Deoptimization is one of the hardest parts of JIT design. The optimized code may have eliminated local variables, reordered operations, or inlined deeply nested calls. To fall back to the interpreter, the JIT must reconstruct the interpreter state — all local variables, the call stack, program counter — from whatever the optimized code has available. This requires maintaining metadata (called 'on-stack replacement' or OSR maps) that maps optimized code states back to interpreter states.

When deoptimization happens frequently — a condition called 'deopt thrashing' — performance can be worse than pure interpretation. The JIT spends time compiling optimized code, running it briefly, deoptimizing, and repeating. V8 handles this by tracking deoptimization counts and eventually giving up on optimizing a particular function. YJIT takes a simpler approach: it generates multiple versions of each code path for different type combinations, which reduces the need for deoptimization at the cost of more generated code.

Why This Matters Beyond Ruby

Ruby's JIT journey mirrors what's happening across dynamic languages. Python's copy-and-patch JIT (landed in CPython 3.13) is the first step toward proper JIT compilation for Python. LuaJIT has been remarkably fast for years by using an aggressive tracing JIT. PHP's JIT in PHP 8.0+ uses LLVM for its IR-based optimizations.
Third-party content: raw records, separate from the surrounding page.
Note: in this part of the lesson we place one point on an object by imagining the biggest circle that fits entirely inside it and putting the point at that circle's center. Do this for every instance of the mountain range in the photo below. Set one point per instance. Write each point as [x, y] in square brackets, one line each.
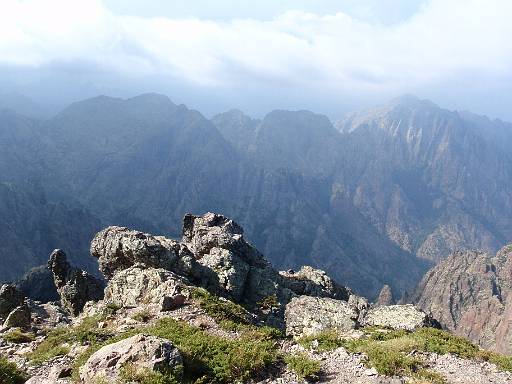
[376, 198]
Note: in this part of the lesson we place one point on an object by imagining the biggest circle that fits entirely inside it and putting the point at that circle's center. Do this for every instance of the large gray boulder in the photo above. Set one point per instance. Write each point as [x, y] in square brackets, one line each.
[140, 284]
[398, 317]
[75, 287]
[118, 248]
[140, 351]
[10, 298]
[313, 282]
[306, 315]
[202, 233]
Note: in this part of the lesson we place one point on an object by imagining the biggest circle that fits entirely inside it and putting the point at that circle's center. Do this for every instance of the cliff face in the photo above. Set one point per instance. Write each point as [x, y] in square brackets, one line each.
[432, 180]
[470, 293]
[361, 199]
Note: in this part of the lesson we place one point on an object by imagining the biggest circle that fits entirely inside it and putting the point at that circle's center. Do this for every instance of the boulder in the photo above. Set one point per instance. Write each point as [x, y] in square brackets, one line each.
[306, 315]
[37, 284]
[20, 317]
[10, 298]
[203, 233]
[118, 248]
[140, 351]
[313, 282]
[142, 285]
[75, 287]
[230, 273]
[385, 296]
[398, 317]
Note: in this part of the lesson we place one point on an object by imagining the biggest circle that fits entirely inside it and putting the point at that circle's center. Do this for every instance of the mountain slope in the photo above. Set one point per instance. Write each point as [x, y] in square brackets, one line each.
[470, 293]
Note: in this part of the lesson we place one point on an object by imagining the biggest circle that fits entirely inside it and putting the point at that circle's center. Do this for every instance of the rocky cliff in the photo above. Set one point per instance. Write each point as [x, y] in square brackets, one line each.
[470, 293]
[392, 189]
[210, 308]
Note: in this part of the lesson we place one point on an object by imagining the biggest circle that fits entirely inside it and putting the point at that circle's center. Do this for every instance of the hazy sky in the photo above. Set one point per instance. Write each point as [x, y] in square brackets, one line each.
[329, 56]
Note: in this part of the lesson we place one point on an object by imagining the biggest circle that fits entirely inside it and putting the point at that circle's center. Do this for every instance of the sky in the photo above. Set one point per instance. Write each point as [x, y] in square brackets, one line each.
[329, 56]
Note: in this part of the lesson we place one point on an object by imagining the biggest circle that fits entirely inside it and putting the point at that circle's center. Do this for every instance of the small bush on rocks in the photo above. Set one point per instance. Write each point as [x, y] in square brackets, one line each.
[58, 340]
[303, 366]
[132, 374]
[9, 373]
[18, 337]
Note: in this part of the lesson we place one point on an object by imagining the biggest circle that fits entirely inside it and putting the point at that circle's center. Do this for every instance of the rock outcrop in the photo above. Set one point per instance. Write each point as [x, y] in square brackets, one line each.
[140, 352]
[306, 315]
[469, 293]
[140, 284]
[314, 282]
[385, 296]
[118, 248]
[19, 317]
[37, 284]
[75, 287]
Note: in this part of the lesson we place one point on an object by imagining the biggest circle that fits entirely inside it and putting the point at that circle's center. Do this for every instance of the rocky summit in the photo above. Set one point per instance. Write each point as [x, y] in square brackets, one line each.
[209, 308]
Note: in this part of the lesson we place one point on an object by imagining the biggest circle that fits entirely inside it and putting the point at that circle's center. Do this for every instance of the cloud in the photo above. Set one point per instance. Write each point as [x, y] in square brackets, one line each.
[445, 39]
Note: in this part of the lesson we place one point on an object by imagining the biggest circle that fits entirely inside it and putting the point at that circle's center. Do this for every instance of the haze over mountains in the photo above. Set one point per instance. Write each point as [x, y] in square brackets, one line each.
[374, 199]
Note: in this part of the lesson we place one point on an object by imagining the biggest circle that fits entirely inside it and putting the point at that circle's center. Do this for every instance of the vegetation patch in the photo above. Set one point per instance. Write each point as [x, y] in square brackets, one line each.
[132, 374]
[213, 359]
[58, 341]
[9, 373]
[18, 337]
[327, 341]
[207, 358]
[303, 366]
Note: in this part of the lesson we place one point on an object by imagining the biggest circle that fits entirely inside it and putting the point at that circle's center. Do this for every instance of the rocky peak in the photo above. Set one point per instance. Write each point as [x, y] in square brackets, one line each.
[75, 286]
[385, 296]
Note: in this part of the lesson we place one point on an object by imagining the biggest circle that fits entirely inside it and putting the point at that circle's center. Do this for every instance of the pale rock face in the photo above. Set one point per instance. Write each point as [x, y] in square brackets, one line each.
[139, 284]
[146, 352]
[20, 317]
[398, 317]
[313, 282]
[10, 298]
[385, 296]
[75, 287]
[306, 315]
[231, 270]
[118, 248]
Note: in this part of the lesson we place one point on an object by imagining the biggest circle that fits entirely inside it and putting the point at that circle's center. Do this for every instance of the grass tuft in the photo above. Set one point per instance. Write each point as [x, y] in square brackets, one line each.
[303, 366]
[58, 340]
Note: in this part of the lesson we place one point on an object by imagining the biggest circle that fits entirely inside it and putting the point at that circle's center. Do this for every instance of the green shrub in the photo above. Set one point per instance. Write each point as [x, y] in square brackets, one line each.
[207, 358]
[9, 373]
[303, 366]
[442, 342]
[503, 362]
[214, 359]
[57, 341]
[132, 374]
[18, 337]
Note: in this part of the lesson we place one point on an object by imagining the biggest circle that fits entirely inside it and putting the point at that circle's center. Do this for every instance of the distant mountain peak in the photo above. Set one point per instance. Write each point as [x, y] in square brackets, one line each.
[411, 100]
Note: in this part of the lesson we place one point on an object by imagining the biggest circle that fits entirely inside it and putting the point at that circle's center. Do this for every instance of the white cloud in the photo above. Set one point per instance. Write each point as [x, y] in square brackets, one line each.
[445, 39]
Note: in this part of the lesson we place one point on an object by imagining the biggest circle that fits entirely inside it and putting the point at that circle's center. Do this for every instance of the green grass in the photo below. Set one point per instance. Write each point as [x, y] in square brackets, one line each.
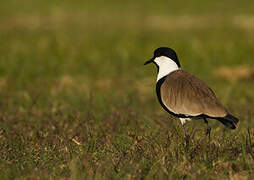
[76, 100]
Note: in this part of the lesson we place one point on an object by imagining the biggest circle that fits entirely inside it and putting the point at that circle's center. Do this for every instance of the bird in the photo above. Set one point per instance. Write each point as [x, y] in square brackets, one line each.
[185, 96]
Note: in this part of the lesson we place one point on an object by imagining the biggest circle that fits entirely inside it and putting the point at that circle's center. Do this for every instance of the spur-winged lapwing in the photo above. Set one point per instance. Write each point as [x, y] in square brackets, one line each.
[184, 95]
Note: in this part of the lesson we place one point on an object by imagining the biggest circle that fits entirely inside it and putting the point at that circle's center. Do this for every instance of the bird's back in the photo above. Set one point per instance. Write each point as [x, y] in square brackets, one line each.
[183, 93]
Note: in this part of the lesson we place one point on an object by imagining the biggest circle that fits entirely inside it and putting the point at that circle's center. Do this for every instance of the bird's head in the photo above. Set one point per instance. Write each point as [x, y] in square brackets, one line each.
[164, 57]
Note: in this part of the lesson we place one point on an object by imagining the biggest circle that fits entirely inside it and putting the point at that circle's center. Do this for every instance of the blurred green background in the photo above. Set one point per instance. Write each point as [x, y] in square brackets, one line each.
[75, 98]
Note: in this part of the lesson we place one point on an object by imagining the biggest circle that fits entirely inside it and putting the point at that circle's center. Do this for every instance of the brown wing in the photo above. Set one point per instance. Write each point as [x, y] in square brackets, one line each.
[183, 93]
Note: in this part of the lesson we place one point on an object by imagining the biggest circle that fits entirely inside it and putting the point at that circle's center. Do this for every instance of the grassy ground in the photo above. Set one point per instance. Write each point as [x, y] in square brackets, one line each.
[76, 100]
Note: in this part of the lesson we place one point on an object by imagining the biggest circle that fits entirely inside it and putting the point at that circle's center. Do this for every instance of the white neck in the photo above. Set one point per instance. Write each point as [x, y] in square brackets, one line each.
[166, 66]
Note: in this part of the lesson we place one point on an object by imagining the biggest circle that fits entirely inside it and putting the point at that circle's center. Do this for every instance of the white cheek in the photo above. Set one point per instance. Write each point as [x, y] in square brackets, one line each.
[166, 66]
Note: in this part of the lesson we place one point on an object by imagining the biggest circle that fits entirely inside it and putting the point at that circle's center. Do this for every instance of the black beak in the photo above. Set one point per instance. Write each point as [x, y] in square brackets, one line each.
[149, 61]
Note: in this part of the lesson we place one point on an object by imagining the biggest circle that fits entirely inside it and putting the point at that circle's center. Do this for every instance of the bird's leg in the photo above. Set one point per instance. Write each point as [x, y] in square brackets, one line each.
[208, 130]
[187, 137]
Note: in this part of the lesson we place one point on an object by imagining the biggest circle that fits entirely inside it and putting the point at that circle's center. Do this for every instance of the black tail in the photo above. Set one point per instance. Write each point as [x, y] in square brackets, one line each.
[229, 120]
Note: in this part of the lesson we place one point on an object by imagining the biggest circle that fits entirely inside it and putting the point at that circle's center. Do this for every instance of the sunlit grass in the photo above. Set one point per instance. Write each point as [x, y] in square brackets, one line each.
[76, 100]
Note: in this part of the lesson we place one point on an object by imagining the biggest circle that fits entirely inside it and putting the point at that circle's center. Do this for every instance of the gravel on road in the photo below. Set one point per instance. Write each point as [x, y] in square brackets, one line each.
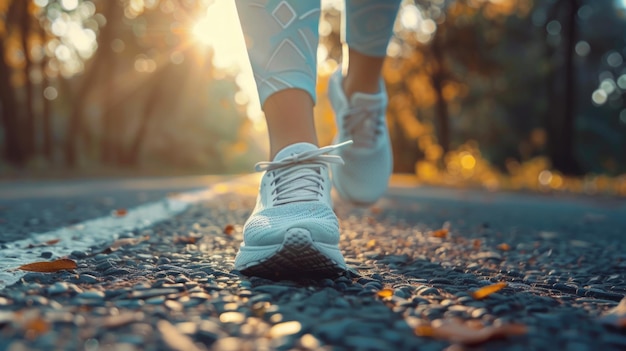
[415, 264]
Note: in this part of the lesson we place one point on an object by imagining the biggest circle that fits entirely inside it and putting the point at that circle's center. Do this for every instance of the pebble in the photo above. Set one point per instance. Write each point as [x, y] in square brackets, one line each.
[214, 308]
[91, 295]
[144, 294]
[284, 329]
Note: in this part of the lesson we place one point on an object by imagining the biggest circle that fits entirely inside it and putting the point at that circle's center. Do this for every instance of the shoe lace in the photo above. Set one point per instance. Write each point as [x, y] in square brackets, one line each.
[364, 125]
[298, 178]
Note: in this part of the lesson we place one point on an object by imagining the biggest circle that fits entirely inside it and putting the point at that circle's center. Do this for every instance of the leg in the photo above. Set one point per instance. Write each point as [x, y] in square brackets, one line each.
[368, 28]
[359, 100]
[282, 40]
[293, 231]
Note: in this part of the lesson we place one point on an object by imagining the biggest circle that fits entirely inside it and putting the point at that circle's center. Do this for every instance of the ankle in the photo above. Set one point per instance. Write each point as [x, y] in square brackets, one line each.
[351, 85]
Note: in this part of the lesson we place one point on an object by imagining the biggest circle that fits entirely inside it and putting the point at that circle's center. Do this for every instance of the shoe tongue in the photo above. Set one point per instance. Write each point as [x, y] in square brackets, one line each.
[294, 149]
[365, 100]
[303, 184]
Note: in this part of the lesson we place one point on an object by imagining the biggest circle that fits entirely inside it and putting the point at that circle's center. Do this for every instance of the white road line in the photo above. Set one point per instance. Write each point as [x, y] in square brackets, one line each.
[95, 232]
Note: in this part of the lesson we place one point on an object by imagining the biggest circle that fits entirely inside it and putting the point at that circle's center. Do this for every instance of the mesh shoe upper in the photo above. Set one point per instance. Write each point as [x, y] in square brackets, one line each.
[368, 161]
[294, 193]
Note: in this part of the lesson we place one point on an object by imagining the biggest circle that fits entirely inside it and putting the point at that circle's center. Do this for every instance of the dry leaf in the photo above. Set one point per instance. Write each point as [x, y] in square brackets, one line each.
[52, 242]
[476, 244]
[371, 244]
[616, 316]
[464, 333]
[185, 240]
[488, 290]
[504, 247]
[36, 327]
[229, 229]
[120, 212]
[441, 233]
[49, 267]
[385, 293]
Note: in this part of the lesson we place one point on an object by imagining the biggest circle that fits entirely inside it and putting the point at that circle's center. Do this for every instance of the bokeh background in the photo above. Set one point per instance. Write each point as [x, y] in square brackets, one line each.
[502, 94]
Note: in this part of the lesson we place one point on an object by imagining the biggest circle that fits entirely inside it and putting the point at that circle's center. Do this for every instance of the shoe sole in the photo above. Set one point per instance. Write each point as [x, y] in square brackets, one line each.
[297, 257]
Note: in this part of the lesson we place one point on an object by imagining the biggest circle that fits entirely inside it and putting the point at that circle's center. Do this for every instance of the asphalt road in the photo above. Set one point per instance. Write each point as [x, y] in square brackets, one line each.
[562, 256]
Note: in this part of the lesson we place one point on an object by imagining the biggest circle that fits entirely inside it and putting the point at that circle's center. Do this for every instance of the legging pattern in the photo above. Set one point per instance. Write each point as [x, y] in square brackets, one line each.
[282, 38]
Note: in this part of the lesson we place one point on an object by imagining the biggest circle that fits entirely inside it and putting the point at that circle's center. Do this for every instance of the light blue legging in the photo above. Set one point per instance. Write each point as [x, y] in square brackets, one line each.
[282, 38]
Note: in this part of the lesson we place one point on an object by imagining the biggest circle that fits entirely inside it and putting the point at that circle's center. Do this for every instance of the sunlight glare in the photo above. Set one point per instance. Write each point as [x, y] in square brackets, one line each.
[220, 29]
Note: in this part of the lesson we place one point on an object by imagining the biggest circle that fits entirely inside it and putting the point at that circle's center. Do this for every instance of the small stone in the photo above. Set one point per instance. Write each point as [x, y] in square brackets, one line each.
[284, 329]
[157, 300]
[309, 342]
[87, 279]
[78, 254]
[144, 294]
[357, 342]
[478, 313]
[232, 317]
[58, 288]
[601, 294]
[440, 281]
[429, 291]
[91, 295]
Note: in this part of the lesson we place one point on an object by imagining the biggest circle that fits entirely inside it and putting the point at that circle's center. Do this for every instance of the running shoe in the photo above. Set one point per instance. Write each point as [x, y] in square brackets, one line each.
[293, 231]
[368, 160]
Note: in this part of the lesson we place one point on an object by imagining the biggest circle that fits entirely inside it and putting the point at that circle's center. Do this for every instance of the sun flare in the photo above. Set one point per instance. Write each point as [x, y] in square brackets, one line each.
[219, 28]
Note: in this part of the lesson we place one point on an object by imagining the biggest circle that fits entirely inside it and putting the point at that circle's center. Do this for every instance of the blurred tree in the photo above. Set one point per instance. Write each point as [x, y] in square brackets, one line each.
[99, 79]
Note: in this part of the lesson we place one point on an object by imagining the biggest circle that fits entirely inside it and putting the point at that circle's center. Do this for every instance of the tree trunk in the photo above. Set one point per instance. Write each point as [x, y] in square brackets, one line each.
[46, 123]
[565, 159]
[89, 81]
[10, 113]
[28, 136]
[441, 106]
[560, 118]
[109, 148]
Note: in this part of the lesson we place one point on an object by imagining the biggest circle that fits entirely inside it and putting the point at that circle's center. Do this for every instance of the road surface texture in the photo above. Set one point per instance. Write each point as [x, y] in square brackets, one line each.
[155, 271]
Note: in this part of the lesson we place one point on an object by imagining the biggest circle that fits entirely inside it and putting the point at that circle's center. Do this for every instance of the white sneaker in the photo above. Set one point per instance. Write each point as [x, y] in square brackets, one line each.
[293, 231]
[369, 161]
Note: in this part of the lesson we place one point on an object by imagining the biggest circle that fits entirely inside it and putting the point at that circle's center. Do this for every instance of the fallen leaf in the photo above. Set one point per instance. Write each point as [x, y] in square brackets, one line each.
[488, 290]
[504, 247]
[385, 293]
[616, 316]
[229, 229]
[466, 333]
[120, 212]
[36, 327]
[185, 240]
[50, 267]
[441, 233]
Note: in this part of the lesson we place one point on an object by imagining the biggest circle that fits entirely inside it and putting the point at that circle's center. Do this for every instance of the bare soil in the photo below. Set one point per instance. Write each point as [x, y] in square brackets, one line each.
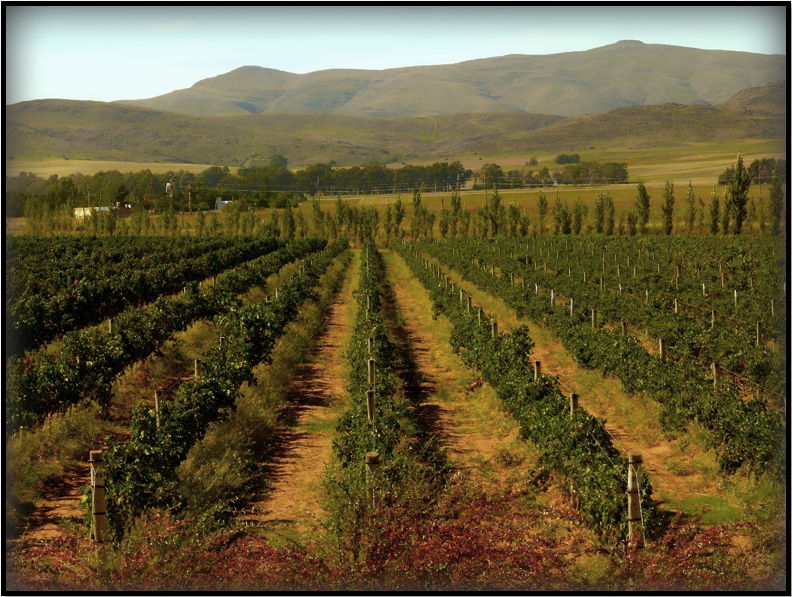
[60, 502]
[303, 446]
[444, 405]
[672, 473]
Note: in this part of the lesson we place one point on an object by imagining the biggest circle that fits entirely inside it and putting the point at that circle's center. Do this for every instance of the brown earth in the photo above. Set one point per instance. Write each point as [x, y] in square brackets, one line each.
[61, 501]
[659, 454]
[445, 404]
[304, 445]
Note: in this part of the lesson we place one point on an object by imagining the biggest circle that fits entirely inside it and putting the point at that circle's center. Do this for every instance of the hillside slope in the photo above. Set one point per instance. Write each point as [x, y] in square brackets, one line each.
[108, 131]
[627, 73]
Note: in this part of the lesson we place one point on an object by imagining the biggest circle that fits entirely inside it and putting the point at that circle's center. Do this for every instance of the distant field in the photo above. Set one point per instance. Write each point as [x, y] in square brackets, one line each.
[66, 167]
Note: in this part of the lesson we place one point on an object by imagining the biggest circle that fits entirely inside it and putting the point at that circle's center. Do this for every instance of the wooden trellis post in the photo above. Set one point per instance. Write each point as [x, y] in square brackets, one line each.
[372, 464]
[370, 404]
[98, 514]
[633, 499]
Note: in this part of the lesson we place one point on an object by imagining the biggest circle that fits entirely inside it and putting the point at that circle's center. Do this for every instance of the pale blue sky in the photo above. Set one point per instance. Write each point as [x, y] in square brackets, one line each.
[106, 53]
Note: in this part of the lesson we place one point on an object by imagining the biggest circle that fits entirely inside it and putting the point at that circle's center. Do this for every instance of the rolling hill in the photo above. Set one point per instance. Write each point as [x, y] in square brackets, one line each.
[627, 73]
[81, 130]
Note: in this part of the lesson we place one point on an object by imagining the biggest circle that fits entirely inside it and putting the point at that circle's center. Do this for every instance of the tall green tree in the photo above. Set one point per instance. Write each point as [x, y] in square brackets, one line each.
[541, 205]
[726, 212]
[599, 214]
[739, 193]
[690, 209]
[610, 214]
[642, 207]
[398, 217]
[776, 204]
[577, 216]
[496, 212]
[667, 207]
[714, 212]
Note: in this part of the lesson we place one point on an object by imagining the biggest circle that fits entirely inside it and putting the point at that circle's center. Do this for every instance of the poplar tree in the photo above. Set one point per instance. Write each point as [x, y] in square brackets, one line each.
[642, 207]
[690, 209]
[542, 208]
[739, 193]
[776, 204]
[667, 207]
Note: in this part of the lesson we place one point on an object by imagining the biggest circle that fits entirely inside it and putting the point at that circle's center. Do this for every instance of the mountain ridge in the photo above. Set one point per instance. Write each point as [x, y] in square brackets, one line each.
[109, 131]
[628, 72]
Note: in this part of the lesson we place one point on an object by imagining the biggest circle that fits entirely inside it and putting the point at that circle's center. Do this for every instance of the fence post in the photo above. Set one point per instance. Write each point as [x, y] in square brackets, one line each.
[370, 405]
[372, 464]
[633, 498]
[98, 514]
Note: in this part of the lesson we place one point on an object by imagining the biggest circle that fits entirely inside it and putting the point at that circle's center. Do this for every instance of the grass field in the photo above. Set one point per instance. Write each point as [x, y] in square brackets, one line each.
[47, 167]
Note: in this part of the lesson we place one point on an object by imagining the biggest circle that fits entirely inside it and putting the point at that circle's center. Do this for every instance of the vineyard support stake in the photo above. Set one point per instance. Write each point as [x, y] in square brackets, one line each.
[98, 514]
[370, 405]
[372, 464]
[633, 499]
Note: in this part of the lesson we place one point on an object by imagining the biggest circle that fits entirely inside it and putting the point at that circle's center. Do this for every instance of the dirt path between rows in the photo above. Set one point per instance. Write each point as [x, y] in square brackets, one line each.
[673, 474]
[304, 445]
[443, 403]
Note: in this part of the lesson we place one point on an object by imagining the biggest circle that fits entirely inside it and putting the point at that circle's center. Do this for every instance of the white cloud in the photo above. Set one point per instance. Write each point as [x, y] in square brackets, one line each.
[171, 27]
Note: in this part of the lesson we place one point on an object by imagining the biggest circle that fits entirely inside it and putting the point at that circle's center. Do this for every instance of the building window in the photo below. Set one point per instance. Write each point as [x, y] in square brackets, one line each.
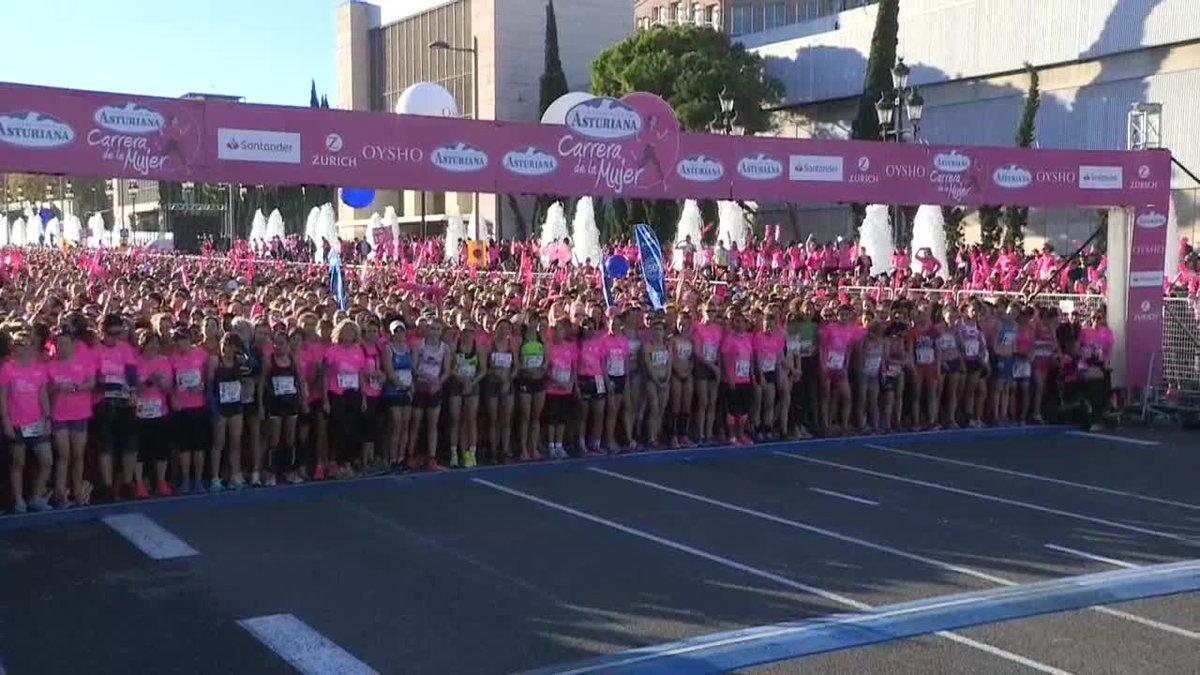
[741, 19]
[774, 15]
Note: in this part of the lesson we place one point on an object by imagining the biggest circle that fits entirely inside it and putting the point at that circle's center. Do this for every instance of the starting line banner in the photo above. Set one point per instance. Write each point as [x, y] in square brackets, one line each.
[629, 148]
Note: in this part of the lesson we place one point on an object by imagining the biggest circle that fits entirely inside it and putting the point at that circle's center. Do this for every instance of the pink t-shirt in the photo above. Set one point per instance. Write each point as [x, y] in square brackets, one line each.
[345, 368]
[189, 369]
[737, 356]
[24, 383]
[562, 358]
[71, 406]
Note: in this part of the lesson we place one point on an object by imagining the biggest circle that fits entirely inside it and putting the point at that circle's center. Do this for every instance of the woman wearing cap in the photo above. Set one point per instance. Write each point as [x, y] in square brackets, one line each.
[397, 394]
[25, 414]
[72, 378]
[191, 420]
[531, 387]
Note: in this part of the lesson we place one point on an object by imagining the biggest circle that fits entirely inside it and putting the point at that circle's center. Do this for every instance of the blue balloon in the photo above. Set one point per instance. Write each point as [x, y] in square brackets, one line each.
[358, 197]
[617, 267]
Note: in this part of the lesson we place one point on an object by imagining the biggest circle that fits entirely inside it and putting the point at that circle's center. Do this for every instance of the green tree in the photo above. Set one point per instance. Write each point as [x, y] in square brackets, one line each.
[879, 70]
[689, 66]
[1017, 219]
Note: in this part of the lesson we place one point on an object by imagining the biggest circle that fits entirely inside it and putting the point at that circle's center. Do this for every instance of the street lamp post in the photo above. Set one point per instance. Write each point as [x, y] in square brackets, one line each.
[900, 112]
[442, 45]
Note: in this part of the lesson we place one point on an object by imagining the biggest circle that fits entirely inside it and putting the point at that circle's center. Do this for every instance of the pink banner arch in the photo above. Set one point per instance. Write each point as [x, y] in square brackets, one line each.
[611, 148]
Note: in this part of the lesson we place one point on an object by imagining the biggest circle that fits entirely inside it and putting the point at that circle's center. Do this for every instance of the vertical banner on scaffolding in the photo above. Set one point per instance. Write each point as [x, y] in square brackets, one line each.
[1144, 300]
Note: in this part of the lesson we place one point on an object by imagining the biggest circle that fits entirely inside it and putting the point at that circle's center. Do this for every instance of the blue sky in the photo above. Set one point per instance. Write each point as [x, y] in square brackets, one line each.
[263, 49]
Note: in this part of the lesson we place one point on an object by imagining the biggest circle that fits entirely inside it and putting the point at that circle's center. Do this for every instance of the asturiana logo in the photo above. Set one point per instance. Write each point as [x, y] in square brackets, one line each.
[1012, 177]
[35, 130]
[952, 162]
[531, 161]
[604, 118]
[460, 157]
[130, 118]
[760, 167]
[1151, 220]
[700, 168]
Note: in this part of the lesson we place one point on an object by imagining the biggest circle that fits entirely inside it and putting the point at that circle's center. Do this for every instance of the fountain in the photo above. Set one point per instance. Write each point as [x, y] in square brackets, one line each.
[456, 233]
[689, 226]
[731, 225]
[929, 232]
[585, 234]
[875, 236]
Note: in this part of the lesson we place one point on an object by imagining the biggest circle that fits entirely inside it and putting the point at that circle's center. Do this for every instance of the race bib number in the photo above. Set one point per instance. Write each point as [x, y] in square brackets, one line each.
[562, 376]
[187, 380]
[742, 368]
[283, 384]
[149, 408]
[229, 393]
[1023, 369]
[835, 360]
[34, 430]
The pattern is consistent: start with an interpreter, add profiling to understand runtime behavior, compile hot paths with type specialization, introduce an IR for classical optimizations, and refine. Each language faces the same challenges — dynamic dispatch, mutable objects, eval, monkey-patching — and arrives at similar solutions.

For developers using these languages, the practical takeaway is that the performance gap between dynamic and static languages is narrowing. It will never close entirely — the type checks and guards still cost something, and deoptimization is an inherent overhead. But a well-optimized JIT can get within 2-5x of equivalent C code for computational workloads, which is 'fast enough' for the vast majority of applications.

The more subtle takeaway: write straightforward code. JIT compilers optimize predictable patterns. Monomorphic call sites (where a method always receives the same types) optimize well. Polymorphic call sites (where types vary) are harder. Megamorphic call sites (dozens of types) may never get optimized. Code that's simple for a human to understand is usually simple for a JIT to optimize — which is a nice alignment of incentives.